Perhaps that is why it has been easy to feel her pain, and there has been plenty to share, including fourth-place finishes at the Olympics and world championships that left this gaunt and committed Briton just off the podium and tearfully asking herself the thorny question: "Will my best ever be good enough?"
But this has been the year for Radcliffe to slough off self-doubt and the media-friendly but unsatisfying label of gallant loser. It still looks difficult, even agonizing, but the results tell a different tale, and the most recent time of Radcliffe's life came Sunday on the flat, fast marathon course in Chicago as she established a world standard for women in 2 hours, 17 minutes and 18 seconds.
That was 89 seconds better than the mark set in the same race and place last year by Catherine Ndereba of Kenya.
This year, Ndereba finished second in 2:19:26. That time would have been cause for headlines in 2001. The 2:20 barrier which once looked more like a brick wall has been demystified, with Japan's Naoko Takahashi, Ndereba and Radcliffe taking turns redefining the limits of womankind in the past 54 weeks.
"I think there was a bit of a mental barrier there," Radcliffe, 28, said in Chicago. "Also, I think as we've moved on, women are training harder and pushing themselves harder. We're pushing each other further."
A marathon record is still an imperfect entity. Marathon courses do not vary in length, but they do in topography. They will never run as fast in Boston as they will in Chicago. Some elite marathons also start the women with the men, which gives the top women excellent pacing.
That was the case in Chicago. Radcliffe, who only made the leap from long-distance track runner and cross-country stalwart to marathoner this year, was escorted by a group of male runners for the first 20 miles.
To have a true sense of what her time was worth, it would have been best to have Takahashi in Chicago, too, but appearance fees are not limitless. Takahashi ran in Berlin last month instead, winning in 2:21.49.
Radcliffe is now, as the Brits say, on holiday, and one can only imagine the satisfaction she must feel as she tosses her spikes into the closet and allows herself a break from the high-mileage, six- day-a-week running-and-recovery regimen she has imposed on herself.
In a six-month period, she has gone from an appealing member of the leading pack to the fastest marathoner of all time, the second- fastest 10,000-meter runner and the fifth-fastest 5,000-meter runner.
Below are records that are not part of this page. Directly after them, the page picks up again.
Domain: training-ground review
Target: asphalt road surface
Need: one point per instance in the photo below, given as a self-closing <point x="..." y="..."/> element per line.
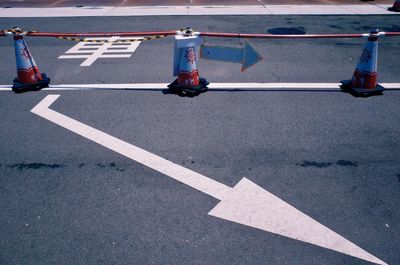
<point x="58" y="3"/>
<point x="336" y="158"/>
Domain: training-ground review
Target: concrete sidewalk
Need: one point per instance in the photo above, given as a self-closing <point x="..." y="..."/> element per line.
<point x="88" y="11"/>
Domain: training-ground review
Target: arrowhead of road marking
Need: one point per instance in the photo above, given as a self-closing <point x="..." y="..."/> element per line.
<point x="250" y="56"/>
<point x="251" y="205"/>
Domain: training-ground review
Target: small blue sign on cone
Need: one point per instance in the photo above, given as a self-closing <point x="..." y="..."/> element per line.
<point x="245" y="55"/>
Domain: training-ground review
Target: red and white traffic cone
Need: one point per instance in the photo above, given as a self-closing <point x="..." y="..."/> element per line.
<point x="29" y="77"/>
<point x="185" y="66"/>
<point x="395" y="7"/>
<point x="365" y="78"/>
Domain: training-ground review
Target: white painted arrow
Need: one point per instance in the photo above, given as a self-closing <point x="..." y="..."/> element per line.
<point x="246" y="203"/>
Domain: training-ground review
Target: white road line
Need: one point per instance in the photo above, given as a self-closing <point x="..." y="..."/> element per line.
<point x="198" y="10"/>
<point x="212" y="86"/>
<point x="246" y="203"/>
<point x="90" y="52"/>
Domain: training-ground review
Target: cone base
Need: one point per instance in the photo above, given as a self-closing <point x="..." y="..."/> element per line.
<point x="19" y="87"/>
<point x="189" y="90"/>
<point x="361" y="92"/>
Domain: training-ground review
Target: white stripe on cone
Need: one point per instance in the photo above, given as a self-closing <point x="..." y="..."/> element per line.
<point x="365" y="76"/>
<point x="188" y="73"/>
<point x="27" y="70"/>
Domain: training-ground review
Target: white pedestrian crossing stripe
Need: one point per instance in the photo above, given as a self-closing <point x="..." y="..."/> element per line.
<point x="92" y="51"/>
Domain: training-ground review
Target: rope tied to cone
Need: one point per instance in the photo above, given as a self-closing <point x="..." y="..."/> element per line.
<point x="111" y="41"/>
<point x="16" y="31"/>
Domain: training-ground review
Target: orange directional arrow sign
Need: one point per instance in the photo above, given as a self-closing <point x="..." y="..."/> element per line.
<point x="245" y="55"/>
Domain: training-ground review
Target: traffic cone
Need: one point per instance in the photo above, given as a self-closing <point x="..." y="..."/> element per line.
<point x="365" y="78"/>
<point x="28" y="77"/>
<point x="188" y="81"/>
<point x="395" y="7"/>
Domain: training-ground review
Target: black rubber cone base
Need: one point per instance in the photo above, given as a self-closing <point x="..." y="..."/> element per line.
<point x="19" y="87"/>
<point x="361" y="92"/>
<point x="190" y="91"/>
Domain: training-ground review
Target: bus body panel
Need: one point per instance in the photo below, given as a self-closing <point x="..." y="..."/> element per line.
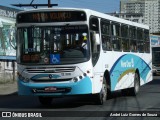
<point x="121" y="66"/>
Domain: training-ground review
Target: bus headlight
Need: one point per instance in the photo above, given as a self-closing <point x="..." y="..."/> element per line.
<point x="23" y="78"/>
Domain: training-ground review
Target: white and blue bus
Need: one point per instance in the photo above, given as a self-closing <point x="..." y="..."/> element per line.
<point x="70" y="51"/>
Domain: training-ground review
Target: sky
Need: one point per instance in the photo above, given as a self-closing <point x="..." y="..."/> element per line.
<point x="105" y="6"/>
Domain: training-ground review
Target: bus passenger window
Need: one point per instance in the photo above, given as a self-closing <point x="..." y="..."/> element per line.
<point x="140" y="41"/>
<point x="116" y="40"/>
<point x="105" y="31"/>
<point x="146" y="41"/>
<point x="125" y="37"/>
<point x="133" y="38"/>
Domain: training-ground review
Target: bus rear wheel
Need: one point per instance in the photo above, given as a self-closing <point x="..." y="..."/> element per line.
<point x="135" y="89"/>
<point x="45" y="100"/>
<point x="102" y="96"/>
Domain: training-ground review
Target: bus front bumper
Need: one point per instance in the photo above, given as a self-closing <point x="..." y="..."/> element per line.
<point x="84" y="86"/>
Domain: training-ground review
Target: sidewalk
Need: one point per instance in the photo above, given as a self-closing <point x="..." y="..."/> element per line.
<point x="8" y="88"/>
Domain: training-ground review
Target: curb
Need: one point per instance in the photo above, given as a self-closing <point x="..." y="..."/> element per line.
<point x="8" y="88"/>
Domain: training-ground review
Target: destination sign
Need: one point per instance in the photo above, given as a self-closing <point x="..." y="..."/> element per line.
<point x="51" y="16"/>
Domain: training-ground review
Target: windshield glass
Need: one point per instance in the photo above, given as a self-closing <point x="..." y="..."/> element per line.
<point x="53" y="45"/>
<point x="156" y="55"/>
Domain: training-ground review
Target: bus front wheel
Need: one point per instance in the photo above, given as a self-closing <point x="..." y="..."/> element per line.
<point x="135" y="89"/>
<point x="102" y="96"/>
<point x="45" y="100"/>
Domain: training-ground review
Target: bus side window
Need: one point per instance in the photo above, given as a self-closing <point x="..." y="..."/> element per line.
<point x="146" y="41"/>
<point x="95" y="39"/>
<point x="140" y="41"/>
<point x="125" y="37"/>
<point x="116" y="40"/>
<point x="133" y="38"/>
<point x="105" y="32"/>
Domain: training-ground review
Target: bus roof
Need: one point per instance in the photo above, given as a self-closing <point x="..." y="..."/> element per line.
<point x="91" y="12"/>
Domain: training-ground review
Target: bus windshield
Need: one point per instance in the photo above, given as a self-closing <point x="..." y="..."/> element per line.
<point x="53" y="45"/>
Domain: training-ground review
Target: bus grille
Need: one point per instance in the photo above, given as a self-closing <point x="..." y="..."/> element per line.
<point x="50" y="69"/>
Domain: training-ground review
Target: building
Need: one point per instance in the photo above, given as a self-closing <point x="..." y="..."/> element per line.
<point x="7" y="37"/>
<point x="135" y="17"/>
<point x="152" y="15"/>
<point x="149" y="10"/>
<point x="132" y="6"/>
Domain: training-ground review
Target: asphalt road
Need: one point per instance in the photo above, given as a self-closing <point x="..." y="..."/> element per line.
<point x="148" y="100"/>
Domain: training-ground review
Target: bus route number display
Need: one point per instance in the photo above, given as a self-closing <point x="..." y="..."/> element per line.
<point x="56" y="16"/>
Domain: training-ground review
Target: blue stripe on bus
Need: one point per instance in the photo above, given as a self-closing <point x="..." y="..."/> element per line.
<point x="126" y="62"/>
<point x="83" y="86"/>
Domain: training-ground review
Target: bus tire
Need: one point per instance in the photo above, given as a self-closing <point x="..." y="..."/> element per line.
<point x="102" y="96"/>
<point x="45" y="100"/>
<point x="134" y="90"/>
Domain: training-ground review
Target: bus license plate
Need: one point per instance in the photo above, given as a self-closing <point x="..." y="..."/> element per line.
<point x="50" y="89"/>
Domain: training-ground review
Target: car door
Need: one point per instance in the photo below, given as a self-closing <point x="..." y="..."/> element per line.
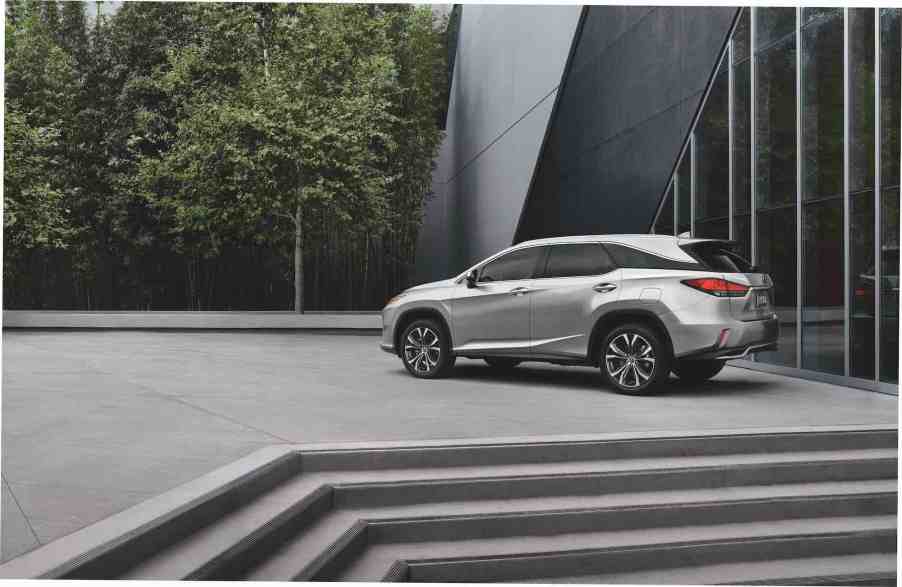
<point x="578" y="278"/>
<point x="493" y="316"/>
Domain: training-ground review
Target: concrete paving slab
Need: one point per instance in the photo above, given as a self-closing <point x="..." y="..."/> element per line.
<point x="18" y="537"/>
<point x="119" y="414"/>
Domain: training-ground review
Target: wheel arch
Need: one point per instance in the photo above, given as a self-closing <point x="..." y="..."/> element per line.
<point x="611" y="320"/>
<point x="412" y="314"/>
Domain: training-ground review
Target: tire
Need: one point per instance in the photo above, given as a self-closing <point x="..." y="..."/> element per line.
<point x="426" y="349"/>
<point x="635" y="359"/>
<point x="697" y="371"/>
<point x="503" y="363"/>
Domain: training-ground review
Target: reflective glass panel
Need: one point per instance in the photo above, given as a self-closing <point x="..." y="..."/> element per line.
<point x="862" y="295"/>
<point x="889" y="287"/>
<point x="742" y="38"/>
<point x="890" y="65"/>
<point x="861" y="99"/>
<point x="775" y="182"/>
<point x="712" y="162"/>
<point x="775" y="125"/>
<point x="772" y="24"/>
<point x="822" y="107"/>
<point x="823" y="303"/>
<point x="684" y="192"/>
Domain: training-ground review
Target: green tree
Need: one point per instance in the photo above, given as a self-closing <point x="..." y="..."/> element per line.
<point x="40" y="85"/>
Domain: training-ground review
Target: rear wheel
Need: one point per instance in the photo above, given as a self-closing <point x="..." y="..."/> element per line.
<point x="501" y="362"/>
<point x="426" y="349"/>
<point x="698" y="370"/>
<point x="635" y="359"/>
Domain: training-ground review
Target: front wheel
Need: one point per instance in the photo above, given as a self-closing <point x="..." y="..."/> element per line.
<point x="426" y="349"/>
<point x="697" y="371"/>
<point x="635" y="359"/>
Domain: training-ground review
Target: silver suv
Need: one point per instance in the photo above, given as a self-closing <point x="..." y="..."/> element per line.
<point x="637" y="306"/>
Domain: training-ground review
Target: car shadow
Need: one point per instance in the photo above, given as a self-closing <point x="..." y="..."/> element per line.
<point x="588" y="377"/>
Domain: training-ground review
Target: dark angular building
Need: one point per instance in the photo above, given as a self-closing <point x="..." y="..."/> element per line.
<point x="775" y="127"/>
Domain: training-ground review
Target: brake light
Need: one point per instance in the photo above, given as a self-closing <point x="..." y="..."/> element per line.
<point x="718" y="287"/>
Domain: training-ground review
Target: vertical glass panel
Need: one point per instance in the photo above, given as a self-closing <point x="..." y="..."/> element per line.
<point x="813" y="13"/>
<point x="822" y="282"/>
<point x="684" y="192"/>
<point x="772" y="24"/>
<point x="664" y="223"/>
<point x="822" y="107"/>
<point x="861" y="99"/>
<point x="823" y="304"/>
<point x="742" y="144"/>
<point x="889" y="95"/>
<point x="712" y="162"/>
<point x="742" y="37"/>
<point x="775" y="181"/>
<point x="777" y="256"/>
<point x="775" y="125"/>
<point x="889" y="286"/>
<point x="890" y="64"/>
<point x="742" y="231"/>
<point x="863" y="296"/>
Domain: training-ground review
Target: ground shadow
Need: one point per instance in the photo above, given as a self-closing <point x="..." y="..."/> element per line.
<point x="590" y="378"/>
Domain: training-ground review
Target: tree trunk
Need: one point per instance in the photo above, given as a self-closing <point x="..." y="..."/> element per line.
<point x="298" y="263"/>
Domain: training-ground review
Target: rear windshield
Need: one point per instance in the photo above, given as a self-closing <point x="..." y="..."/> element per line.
<point x="719" y="257"/>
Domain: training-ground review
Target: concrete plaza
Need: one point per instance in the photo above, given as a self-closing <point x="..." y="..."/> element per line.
<point x="97" y="421"/>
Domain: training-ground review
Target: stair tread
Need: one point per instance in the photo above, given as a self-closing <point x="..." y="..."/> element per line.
<point x="297" y="553"/>
<point x="183" y="557"/>
<point x="772" y="570"/>
<point x="377" y="559"/>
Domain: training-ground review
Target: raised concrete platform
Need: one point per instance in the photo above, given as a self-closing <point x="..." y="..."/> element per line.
<point x="772" y="506"/>
<point x="96" y="421"/>
<point x="193" y="320"/>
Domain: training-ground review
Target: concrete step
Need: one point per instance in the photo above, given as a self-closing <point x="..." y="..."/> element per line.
<point x="211" y="552"/>
<point x="444" y="457"/>
<point x="627" y="553"/>
<point x="303" y="557"/>
<point x="855" y="569"/>
<point x="340" y="512"/>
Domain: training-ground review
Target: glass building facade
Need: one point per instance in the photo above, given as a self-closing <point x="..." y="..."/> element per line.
<point x="795" y="155"/>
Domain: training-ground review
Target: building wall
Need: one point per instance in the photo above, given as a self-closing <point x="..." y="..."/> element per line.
<point x="637" y="78"/>
<point x="508" y="66"/>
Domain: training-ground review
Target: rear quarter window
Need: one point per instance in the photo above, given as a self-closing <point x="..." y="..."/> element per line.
<point x="630" y="258"/>
<point x="719" y="257"/>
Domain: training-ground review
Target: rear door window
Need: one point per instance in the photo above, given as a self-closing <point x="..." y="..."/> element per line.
<point x="519" y="264"/>
<point x="577" y="259"/>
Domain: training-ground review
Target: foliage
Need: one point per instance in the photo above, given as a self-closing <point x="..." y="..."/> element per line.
<point x="182" y="131"/>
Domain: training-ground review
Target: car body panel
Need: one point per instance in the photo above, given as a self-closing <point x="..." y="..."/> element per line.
<point x="553" y="318"/>
<point x="566" y="308"/>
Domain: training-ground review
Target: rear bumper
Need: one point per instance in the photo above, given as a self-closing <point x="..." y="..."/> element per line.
<point x="744" y="339"/>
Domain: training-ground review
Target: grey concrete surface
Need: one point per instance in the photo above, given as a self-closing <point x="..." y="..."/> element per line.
<point x="96" y="421"/>
<point x="191" y="319"/>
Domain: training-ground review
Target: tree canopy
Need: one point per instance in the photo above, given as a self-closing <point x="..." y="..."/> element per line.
<point x="179" y="133"/>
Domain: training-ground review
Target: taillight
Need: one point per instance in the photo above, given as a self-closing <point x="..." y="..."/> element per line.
<point x="718" y="287"/>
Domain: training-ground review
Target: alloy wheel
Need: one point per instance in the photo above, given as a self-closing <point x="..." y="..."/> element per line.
<point x="422" y="349"/>
<point x="630" y="360"/>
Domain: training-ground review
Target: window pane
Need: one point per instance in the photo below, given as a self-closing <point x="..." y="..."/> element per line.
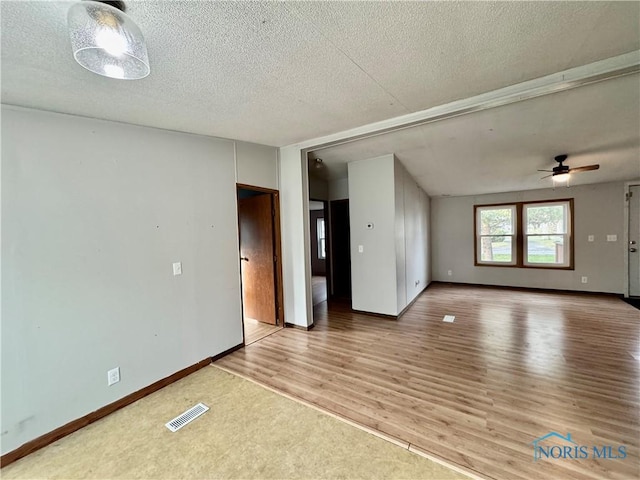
<point x="496" y="221"/>
<point x="496" y="249"/>
<point x="321" y="240"/>
<point x="546" y="249"/>
<point x="546" y="219"/>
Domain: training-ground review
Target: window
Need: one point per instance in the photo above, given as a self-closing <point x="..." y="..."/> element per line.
<point x="525" y="234"/>
<point x="546" y="236"/>
<point x="497" y="232"/>
<point x="322" y="253"/>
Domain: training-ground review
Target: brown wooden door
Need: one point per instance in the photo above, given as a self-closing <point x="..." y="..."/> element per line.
<point x="340" y="249"/>
<point x="257" y="258"/>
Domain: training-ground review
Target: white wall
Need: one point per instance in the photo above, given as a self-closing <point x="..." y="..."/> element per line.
<point x="93" y="215"/>
<point x="257" y="165"/>
<point x="393" y="268"/>
<point x="599" y="211"/>
<point x="416" y="239"/>
<point x="339" y="189"/>
<point x="372" y="200"/>
<point x="399" y="174"/>
<point x="296" y="249"/>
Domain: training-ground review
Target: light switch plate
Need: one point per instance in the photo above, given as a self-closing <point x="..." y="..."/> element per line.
<point x="177" y="268"/>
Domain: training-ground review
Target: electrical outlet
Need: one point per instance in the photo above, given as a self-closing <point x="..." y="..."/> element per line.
<point x="177" y="268"/>
<point x="113" y="376"/>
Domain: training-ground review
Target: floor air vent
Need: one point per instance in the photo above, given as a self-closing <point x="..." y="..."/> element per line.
<point x="187" y="417"/>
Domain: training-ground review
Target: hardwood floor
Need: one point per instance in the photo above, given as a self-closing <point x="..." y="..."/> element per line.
<point x="255" y="330"/>
<point x="513" y="366"/>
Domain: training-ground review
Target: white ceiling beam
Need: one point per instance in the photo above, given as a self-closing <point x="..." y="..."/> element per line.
<point x="609" y="68"/>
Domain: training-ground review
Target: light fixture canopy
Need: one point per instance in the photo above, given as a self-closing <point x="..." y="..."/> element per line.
<point x="106" y="41"/>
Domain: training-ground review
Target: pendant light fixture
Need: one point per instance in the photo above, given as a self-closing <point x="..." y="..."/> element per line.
<point x="106" y="41"/>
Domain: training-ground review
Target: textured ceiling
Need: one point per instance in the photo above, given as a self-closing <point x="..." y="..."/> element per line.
<point x="500" y="149"/>
<point x="282" y="72"/>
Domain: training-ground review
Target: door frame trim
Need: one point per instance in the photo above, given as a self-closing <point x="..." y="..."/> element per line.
<point x="626" y="233"/>
<point x="277" y="248"/>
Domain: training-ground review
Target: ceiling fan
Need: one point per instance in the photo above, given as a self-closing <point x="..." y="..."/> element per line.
<point x="561" y="172"/>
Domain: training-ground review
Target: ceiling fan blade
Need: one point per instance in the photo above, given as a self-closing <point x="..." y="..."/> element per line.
<point x="584" y="169"/>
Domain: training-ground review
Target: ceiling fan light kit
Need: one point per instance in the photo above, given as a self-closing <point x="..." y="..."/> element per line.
<point x="106" y="41"/>
<point x="562" y="173"/>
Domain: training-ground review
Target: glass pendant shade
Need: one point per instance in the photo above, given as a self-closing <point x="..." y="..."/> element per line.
<point x="106" y="41"/>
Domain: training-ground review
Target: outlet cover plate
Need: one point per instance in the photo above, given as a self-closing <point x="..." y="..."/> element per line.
<point x="113" y="376"/>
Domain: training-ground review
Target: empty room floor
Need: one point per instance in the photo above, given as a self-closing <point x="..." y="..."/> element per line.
<point x="513" y="367"/>
<point x="255" y="330"/>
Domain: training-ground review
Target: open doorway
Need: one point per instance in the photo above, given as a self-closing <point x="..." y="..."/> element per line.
<point x="318" y="223"/>
<point x="261" y="272"/>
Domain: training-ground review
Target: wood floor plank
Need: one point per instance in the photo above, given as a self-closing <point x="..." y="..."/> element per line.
<point x="513" y="366"/>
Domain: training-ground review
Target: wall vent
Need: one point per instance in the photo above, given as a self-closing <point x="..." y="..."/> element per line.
<point x="187" y="417"/>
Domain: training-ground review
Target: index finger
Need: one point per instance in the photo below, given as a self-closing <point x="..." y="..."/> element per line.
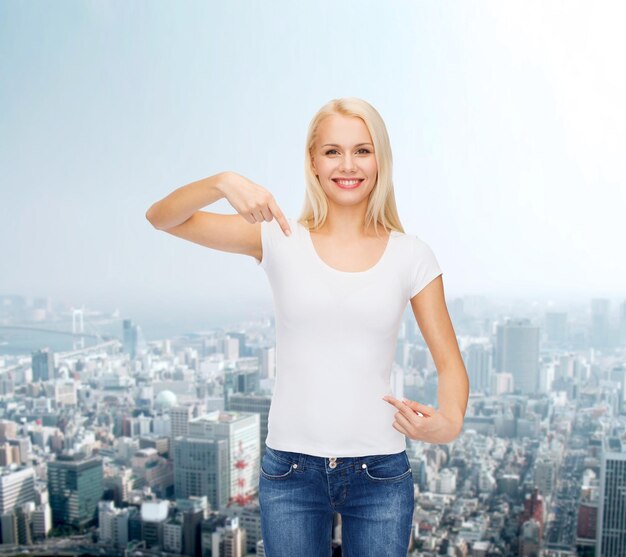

She has won on turf, taking her second consecutive cross-country title in March in Dublin. She has won on the track, taking the 5,000 at the Commonwealth Games by a remarkable 1.21-minute margin and the 10,000 at the European Championships in a European record time of 30 minutes, 1.09 seconds.
She has also won on the road, beginning with her marathon debut in London in April, where she missed Ndereba's mark by just nine seconds.
In all, it is one of the most impressive and complete seasons in memory, the only caveat being that it was a season without an Olympics or world championship. Her fellow Britons, and their lionizing press, won't soon forget her accomplishments.
But the wider world tends to remember what happens on the biggest stages, which means that Radcliffe's bigger challenges still lie ahead.
Articulate and humane, she is a potential antidote to the declining appeal of athletics, which has suffered from drug scandals and increased competition from other pursuits. Like all track stars, Radcliffe is well aware of the damage that doping has done to her sport.
But she has been proactive and outspoken in fighting against it, wearing a red ribbon on her running outfit to lobby for blood testing and, most famously, holding up a sign of protest at last year's world championships in Edmonton, Alberta, when a Russian runner, Olga Yegorova, competed in the 5,000 despite preliminary indications that she had failed a test for the banned endurance- enhancing hormone EPO.
Yegorova was exonerated because the proper testing procedure had not been used, and Radcliffe's militant behavior has not earned her universal admiration from her peers, some of whom view it as sanctimonious. But her cleaner-than-thou approach is seemingly the right one for this era, where the burden of proof in endurance sports has shifted from the governing bodies to the athletes themselves.
It was a telling sign of how far she has come that there was concern about her integrity before the Chicago race, with Ndereba's agent, Lisa Buster, saying Radcliffe was receiving preferential treatment because she had not been subject to random testing in the lead-up to the marathon.
Radcliffe and her husband and manager, Gary Lough, were put in the awkward position of having to lobby to have her tested.
At least Radcliffe's message and progress have been steady, and why shouldn't her marathon training have helped her improve at shorter distances on the track?
Sure, she experimented last year with sleeping in a tent that simulates high-altitude conditions. She has employed a nutritionist to reduce the chances of hitting the wall at the end of races, and increased her longest training run this year by 20 minutes.
It has all helped make her a champion, and why shouldn't that be the whole story? It would hardly be fitting for someone who makes running look so tough to take the easy way out.